Posted December. 31, 2004 22:54,
Cho Young-taek (37), a manager of the public relations division of Hyundai Development Company, is planning to be a night school student in a masters course majoring in the media at Korea University this March. For two-and-a-half years, he will invest two evenings every week and 12 million won in annual tuition fees in the school.
Cho said that he decided to take the course to enhance his competitiveness as the concept of lifetime employment has already disappeared and people aged 45 face early retirement.
A 45-year-old general manager of a small-and medium-sized company, who is identified by his family name Lee, decided to cut down on private education expenses for his two sons, a senior and freshman in middle school, by 30 percent to spend no more than 700,000 won per month.
Lee said that his family decided in a family meeting to reduce private education spending to save more money in preparation for possible early retirement and life after retirement.

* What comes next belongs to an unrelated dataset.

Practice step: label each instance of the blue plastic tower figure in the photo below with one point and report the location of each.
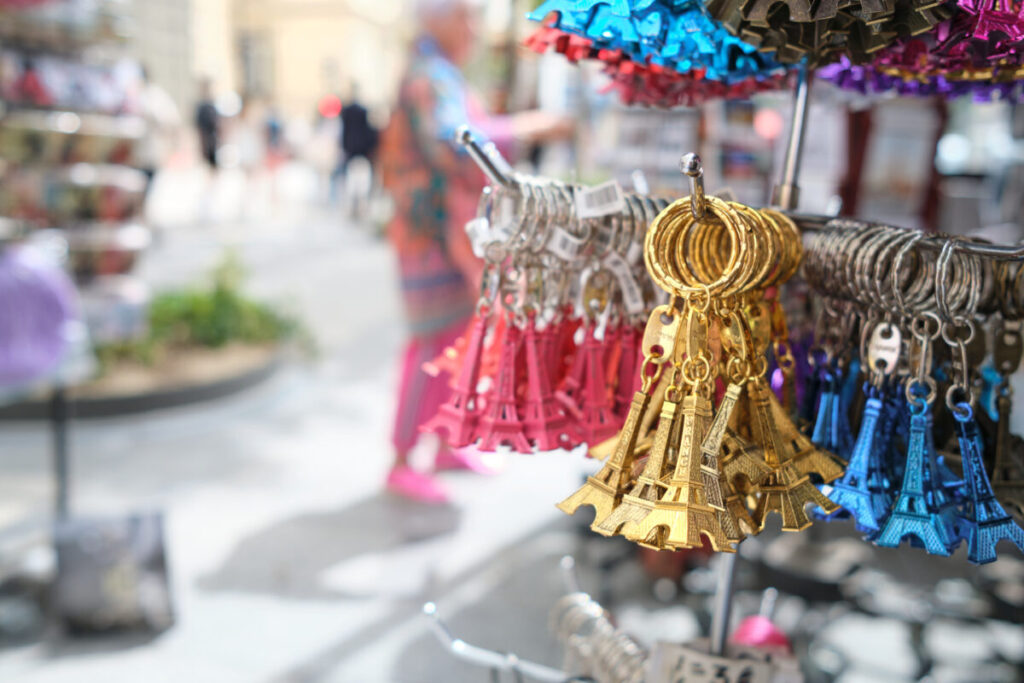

Professor Seong Young-ae of the consumer and child studies department of Inchon University explained that Chos decision can be interpreted as an investment to enhance his value and the growth of his household economy, just like a company makes an investment in new technology and new business development.
She also said that Lee was trying to strengthen profitability by restructuring consumption, just like companies enhanced profitability by reducing unnecessary spending after the financial crisis in the late 1990s.

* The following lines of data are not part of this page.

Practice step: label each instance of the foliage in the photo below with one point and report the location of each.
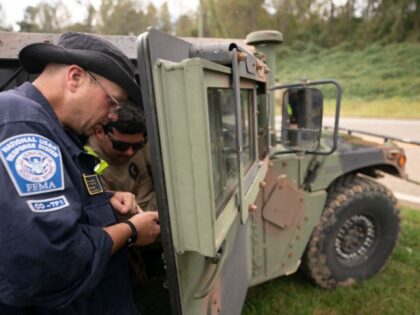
(3, 26)
(327, 23)
(395, 290)
(377, 72)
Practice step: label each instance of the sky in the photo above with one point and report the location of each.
(13, 9)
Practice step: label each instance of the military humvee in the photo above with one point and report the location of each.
(242, 201)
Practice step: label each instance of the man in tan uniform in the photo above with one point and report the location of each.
(122, 147)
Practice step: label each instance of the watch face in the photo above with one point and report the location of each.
(130, 241)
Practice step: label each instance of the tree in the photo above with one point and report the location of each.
(3, 26)
(186, 25)
(165, 24)
(121, 17)
(47, 18)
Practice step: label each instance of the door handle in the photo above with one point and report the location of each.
(218, 260)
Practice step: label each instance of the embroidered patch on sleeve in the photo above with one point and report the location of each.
(33, 163)
(48, 205)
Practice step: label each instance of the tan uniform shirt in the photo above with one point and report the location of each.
(134, 176)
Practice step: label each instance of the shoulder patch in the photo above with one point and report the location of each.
(33, 163)
(48, 205)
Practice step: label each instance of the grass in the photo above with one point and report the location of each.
(378, 81)
(395, 290)
(397, 108)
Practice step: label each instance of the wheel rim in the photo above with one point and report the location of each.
(355, 238)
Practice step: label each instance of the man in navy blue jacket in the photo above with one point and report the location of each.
(62, 249)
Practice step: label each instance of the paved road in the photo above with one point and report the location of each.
(404, 129)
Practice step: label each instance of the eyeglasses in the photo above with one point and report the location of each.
(112, 100)
(124, 146)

You can improve the stability of your household economy by preparing for possible job loss or retirement by cutting down on unnecessary spending. Experts say that households can adopt new management goals of companies like information management, transparent management, ethical management and fun management.
Kim Jong-soon, a researcher at the Korea Womens Development Institute, said that households should get diverse and correct information to develop the household economy and that every family member should participate in the decision-making process.

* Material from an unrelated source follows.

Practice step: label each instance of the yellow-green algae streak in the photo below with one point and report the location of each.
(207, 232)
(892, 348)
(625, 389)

Woo Jae-ryong, president of Korea Fund Research, advised that households should efficiently distribute resources according to lifecycles and manage them with a long-term perspective.
It is fair to say that upgrading the household economy is essential, rather than optional. Forty or 38.1 percent out of 105 housewives attending the culture center of Shinsegye Department Store expect that their household income will decrease from last years. Seventy-nine, or 75.2 percent, of them said they were planning to reduce spending.
Gang Chang-hee, chief of the Mirae Asset Investment Education Institute, advised organized preparation, saying that low interest rates and the aging of society are powerful forces for change that affect the household economy.